Re: Problems with RAID 6 across 15 disks

Linux RAID subsystem development
 help / color / mirror / Atom feed

From: Neil Brown <neilb@suse.de>
To: jools@oxfordinspire.co.uk
Cc: Piergiorgio Sartor <piergiorgio.sartor@nexgo.de>,
	max@maxeaves.co.uk, linux-raid@vger.kernel.org,
	Doug Ledford <dledford@redhat.com>
Subject: Re: Problems with RAID 6 across 15 disks
Date: Fri, 2 Apr 2010 16:03:38 +1100	[thread overview]
Message-ID: <20100402160338.389ca4d8@notabene.brown> (raw)
In-Reply-To: <1270172413.24051.2.camel@travelmate.workshop>

On Fri, 02 Apr 2010 02:40:13 +0100
Jools Wills <jools@oxfordinspire.co.uk> wrote:

> On Fri, 2010-04-02 at 01:04 +0200, Piergiorgio Sartor wrote:
> > you might be unaware of the repeated neverending
> > discussions about this topic.
> 
> yup :)
> 
> > It is *possible* to do it, but, as of today, it
> > cannot do it.
> > I mean, there is no functionality, in the RAID-6, to
> > detect and correct those errors using the available
> > double parity.
> 
> Is this the same for raid 5 or specifically a raid 6 issue on linux ?
> 
> I had assumed that with my raid5 array, if the raid check finds an error
> it will attempt to rewrite back to the disk, and then read again, and
> carry on if everything is ok.

Piergiogio is confusing you.  Maybe he is confused himself.

The most likely cause of error on modern drives is media problem.  Maybe the
data wasn't stored well, or maybe the charge in the media decayed.
When you have trillions of bytes on a drive, the chance of something going
wrong becomes quite significant.

When this happens the drive will notice while reading and will report an
error (after trying a few times).  It detects an error because an
error-detecting code (CRC?) reported an error.

When this happens on a non-degraded array (RAID 1,10,4,5,6) md will recover
the data from elsewhere and write out good data, which will normally fix the
problem.

Ofcourse md cannot do this if it never reads the data, and on a terabyte
drive there is probably lots of data that won't be read often.

So a regular check pass to 'scrub' the device is a good ideas as it will find
these sleeping bad blocks by reading every single block.
It doesn't have to be weekly, or even monthly.  But regular is important.

You need to find a frequency and speed that matches your storage size and
throughput requirements, and how cautious you feel.
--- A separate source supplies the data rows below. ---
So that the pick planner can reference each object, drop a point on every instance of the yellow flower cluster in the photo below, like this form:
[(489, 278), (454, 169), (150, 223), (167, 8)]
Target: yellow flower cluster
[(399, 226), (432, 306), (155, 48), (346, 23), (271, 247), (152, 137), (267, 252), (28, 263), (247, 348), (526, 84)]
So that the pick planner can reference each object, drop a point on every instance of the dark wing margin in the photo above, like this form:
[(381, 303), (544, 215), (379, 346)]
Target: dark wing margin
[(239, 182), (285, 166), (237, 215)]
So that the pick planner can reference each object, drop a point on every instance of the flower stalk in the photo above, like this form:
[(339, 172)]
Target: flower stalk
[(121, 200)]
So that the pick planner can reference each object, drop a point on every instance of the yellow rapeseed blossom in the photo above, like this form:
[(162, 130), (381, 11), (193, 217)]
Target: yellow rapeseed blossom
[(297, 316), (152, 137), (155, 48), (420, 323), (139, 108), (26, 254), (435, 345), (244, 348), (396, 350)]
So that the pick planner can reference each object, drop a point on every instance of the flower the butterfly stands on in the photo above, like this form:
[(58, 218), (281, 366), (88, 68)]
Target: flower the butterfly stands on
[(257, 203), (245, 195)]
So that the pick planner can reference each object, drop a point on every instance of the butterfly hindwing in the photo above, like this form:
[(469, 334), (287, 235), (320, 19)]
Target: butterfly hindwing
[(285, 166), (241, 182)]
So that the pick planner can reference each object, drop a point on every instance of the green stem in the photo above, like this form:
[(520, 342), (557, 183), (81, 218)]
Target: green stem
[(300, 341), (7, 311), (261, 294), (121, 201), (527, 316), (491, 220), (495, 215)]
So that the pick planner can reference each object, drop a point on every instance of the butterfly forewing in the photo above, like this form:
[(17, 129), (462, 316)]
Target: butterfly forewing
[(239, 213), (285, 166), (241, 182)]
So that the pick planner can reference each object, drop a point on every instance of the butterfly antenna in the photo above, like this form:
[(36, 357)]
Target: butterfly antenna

The situation which Piergiogio is referring to is quite different.
It is conceivably possible for wrong data to be written and a matching CRC to
be written with it.  In this case the drive doesn't notice so md doesn't
notice.
If you know the source of the error, or catch it before any write happens on
the same stripe, then it is possible on RAID6 or RAID1 with >2 drives to
work out with high probability which block has wrong data, and to fix it.

This sort of problem is much more rare, and is very likely to be accompanied
by other error the could well lead to general system failure.
Bad memory, bit flips on a bus that is not ECC protected, things like that.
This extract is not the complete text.